Inventor and technology futurist Ray Kurzweil thought the same thing. So the man who developed optical character recognition and voice recognition came up with Blio, a digital book software program that promises to put those gray-scale displays to shame.

"E-books should be more than digital copies of a printed page," Kurzweil said during an interview last week at the Consumer Electronics Show in Las Vegas, where he demonstrated his latest invention. "But the e-readers on the market today are stuck in neutral. So we moved it from a boring 16 shades of gray text to an exciting level, with rich interactivity and full color."

Blio, which will be available as a free download in February, is designed to work with existing devices including Windows-based computers, iPhones and most browsers. The advantage is that Blio can incorporate many of the interactive functions people have come to expect from surfing the Web: embedded slide shows, Flash animations, soundtracks, videos and links to related content. Go here to glance at a feature comparison chart from Blio.

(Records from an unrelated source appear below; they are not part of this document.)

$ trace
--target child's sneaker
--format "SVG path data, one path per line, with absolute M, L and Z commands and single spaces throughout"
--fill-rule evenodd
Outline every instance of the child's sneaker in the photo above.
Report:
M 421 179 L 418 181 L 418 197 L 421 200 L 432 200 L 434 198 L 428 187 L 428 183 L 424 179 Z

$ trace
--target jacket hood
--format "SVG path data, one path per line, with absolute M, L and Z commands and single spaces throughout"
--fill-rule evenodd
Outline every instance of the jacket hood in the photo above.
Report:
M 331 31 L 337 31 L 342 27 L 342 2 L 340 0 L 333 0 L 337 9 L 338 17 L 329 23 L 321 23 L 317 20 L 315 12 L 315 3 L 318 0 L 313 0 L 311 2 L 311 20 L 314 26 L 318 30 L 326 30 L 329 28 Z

Kurzweil showed two examples, an anatomy textbook and a children's book. The textbook had an interactive quiz, and the children's book featured a narrator. For content, he teamed up with Baker & Taylor, a book distributor with a catalog of more than 6 million titles, though Blio will have only 1.2 million titles when it launches.

Although some E Ink devices have touch-screen capabilities, such as the Sony Reader Touch Edition and the upcoming Que proReader from Plastic Logic, the response time is achingly slow when compared with the instant feedback of capacitive touch screens in, say, the iPhone.

The disadvantage? ...

Alex reader
Albert Teng, co-founder of Spring Design, and the Alex reader. Credit: Don Kelsen / Los Angeles Times
... Battery life. One of E Ink's greatest virtues is the fact that it sucks up far less power than LCD screens, allowing devices such as the Kindle to go through 8,000 page turns on a single charge. But as any owner of an iPod Touch can attest, LCD screens need to be plugged in several times a week, if not daily.

Another advantage of E Ink is that it isn't backlighted, so it's supposedly easier on the eyes. As a result, most of the 40 or so vendors coming out with digital reading devices this year are expected to have E Ink screens. To see a sample of these readers from CES, go here to see a slide show. Some devices, such as the Alex from Spring Design pictured on the right, have both E Ink and touch-screen LCD screens.

Unlike many of the companies displaying devices at CES (it is a consumer electronics show, after all), Kurzweil's Blio is a software play. Download the free program on an existing device and buy books from Baker & Taylor. Whether that strategy will work depends on whether readers will abandon the current reigning book technology: paper.